It’s not. It’a a bunch of rich people in California. If you want a public utility for communication and socializing, go help build one. Contribute to Mastodon or the rest of the fediverse. Write to representatives (or become one yourself) and propose legislation to fund a public tool that is actually owned by the people. It could even be part of the fediverse!

But asking Twitter to do any random thing someone wants because they are a big company is insane and is going to cause us nothing but pain.

2 comments

But these are the services that people actually use. On Mastodon you end up with... well the sort of person who uses Mastodon. Which means that the people that run those services have some degree of de facto influence, which in turn means that they are likely to end up regulated and constrained by other powerful actors.

Today it's rich people in California, once it was rich people building railroads and pumping oil.

how is it crazy to want to apply a regulatory framework to certain industries? we do that for cable companies, ISPs, banks, publishers, food producers, restaurants, etc etc.

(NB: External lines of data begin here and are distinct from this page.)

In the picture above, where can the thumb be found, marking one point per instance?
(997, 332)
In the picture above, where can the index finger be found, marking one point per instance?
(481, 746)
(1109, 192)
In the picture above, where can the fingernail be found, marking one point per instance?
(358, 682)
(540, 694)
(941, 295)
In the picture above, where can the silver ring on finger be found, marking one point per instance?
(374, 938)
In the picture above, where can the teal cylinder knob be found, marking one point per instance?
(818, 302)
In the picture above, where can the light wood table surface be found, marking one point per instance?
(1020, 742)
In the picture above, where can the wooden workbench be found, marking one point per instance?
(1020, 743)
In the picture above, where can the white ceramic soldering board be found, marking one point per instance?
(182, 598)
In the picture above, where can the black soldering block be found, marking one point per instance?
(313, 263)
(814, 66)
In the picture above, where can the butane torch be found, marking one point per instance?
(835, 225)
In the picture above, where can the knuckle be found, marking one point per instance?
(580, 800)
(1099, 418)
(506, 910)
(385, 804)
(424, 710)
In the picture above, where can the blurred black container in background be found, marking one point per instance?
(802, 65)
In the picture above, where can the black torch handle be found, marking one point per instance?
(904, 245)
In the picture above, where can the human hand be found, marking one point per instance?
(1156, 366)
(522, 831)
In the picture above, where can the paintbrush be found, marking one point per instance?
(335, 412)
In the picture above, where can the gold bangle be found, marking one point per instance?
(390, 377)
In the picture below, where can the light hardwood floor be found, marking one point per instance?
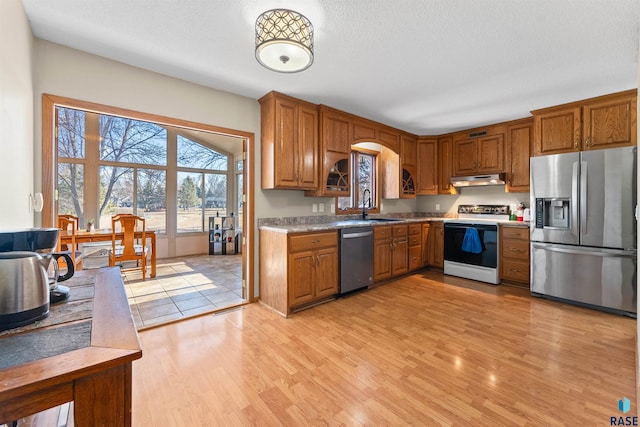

So why not social media?

The only reason is these companies are “new” and were not viewed as much more than a toy until a few years ago and now we’re seeing the consequences of that.

I don’t think wanting a regulatory framework is bad at all (though I think in the last few decades, we have naïvely tried to regulate companies into doing things that are simply counter to their nature rather than solving problems directly, eg minimum wage vs UBI).

A utility is different than a regulated company.